Balzac et la Petite Tailleuse chinoise

Dans les premières pages de Balzac et la petite tailleuse chinoise de Dai Sijie, on peut lire ceci:

“[­…] dans la Chine rouge, à la fin de l’année 68, le Grand Timonier de la Révolution, le président Mao, lança un jour une campagne qui allait changer profondément le pays: les universités furent fermées, et “les jeunes intellectuels”, c’est-à-dire les lycéens qui avaient fini leurs études secondaires furent envoyés à la campagne pour être “rééduqués par les paysans pauvres”. (p. 13)
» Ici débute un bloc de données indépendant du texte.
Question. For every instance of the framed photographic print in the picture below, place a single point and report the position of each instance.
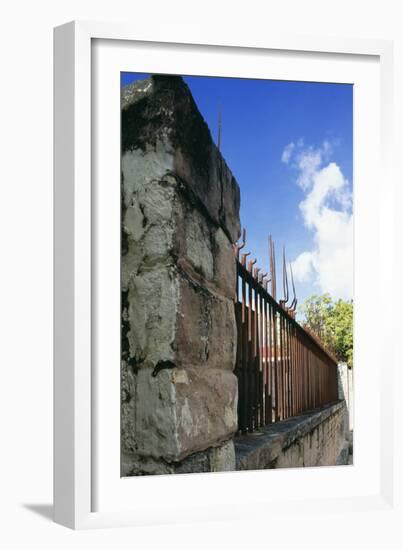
(217, 210)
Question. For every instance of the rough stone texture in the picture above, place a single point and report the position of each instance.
(312, 439)
(180, 216)
(215, 459)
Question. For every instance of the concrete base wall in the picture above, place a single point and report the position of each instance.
(318, 438)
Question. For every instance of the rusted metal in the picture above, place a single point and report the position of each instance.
(282, 368)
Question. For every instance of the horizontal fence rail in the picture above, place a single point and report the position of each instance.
(282, 369)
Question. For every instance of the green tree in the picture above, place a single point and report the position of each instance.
(332, 322)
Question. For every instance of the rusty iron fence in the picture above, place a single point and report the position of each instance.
(282, 368)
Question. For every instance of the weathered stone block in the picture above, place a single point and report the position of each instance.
(163, 132)
(181, 411)
(180, 216)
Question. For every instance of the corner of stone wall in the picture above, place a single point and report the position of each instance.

L’histoire de Balzac et la petite tailleuse chinoise commence en 1971, au moment où le narrateur et son ami Luo (17 et 18 ans) sont envoyés dans un village de la montagne du Phénix du Ciel pour subir leur rééducation. Ils ne sont pourtant jamais parvenus au lycée, l’entrée leur en ayant été interdite en raison du métier de leurs parents: des médecins qui souffraient d’une trop bonne réputation et un dentiste de grande renommée s’étant permis quelques allusions au sujet des dents du président. Leurs chances de sortir de cette rééducation un jour? Ils les estiment à 3 sur 1000 étant donné le statut de leurs parents.

Balzac et la petite tailleuse chinoise Dai Sijie

Si tous les intellectuels de la société sont condamnés, il en va de même pour les livres, tout particulièrement ceux provenant de l’Occident. Le pays exerce une censure radicale sur tout ce qui pourrait nourrir, ne serait-ce qu’un tout petit peu, l’esprit des gens. Le narrateur et son ami se retrouvent donc dans un minuscule village composé de paysans pauvres et ignorants dont la tâche est de les “rééduquer” par le dur travail physique qu’exigent l’agriculture en montagne ou l’extraction de minerai loin de toute technologie ou moyen de transport. Ils portent des seaux de fumier sur leur dos, vont dans la boue, grimpent la montagne, travaillent nus dans une mine…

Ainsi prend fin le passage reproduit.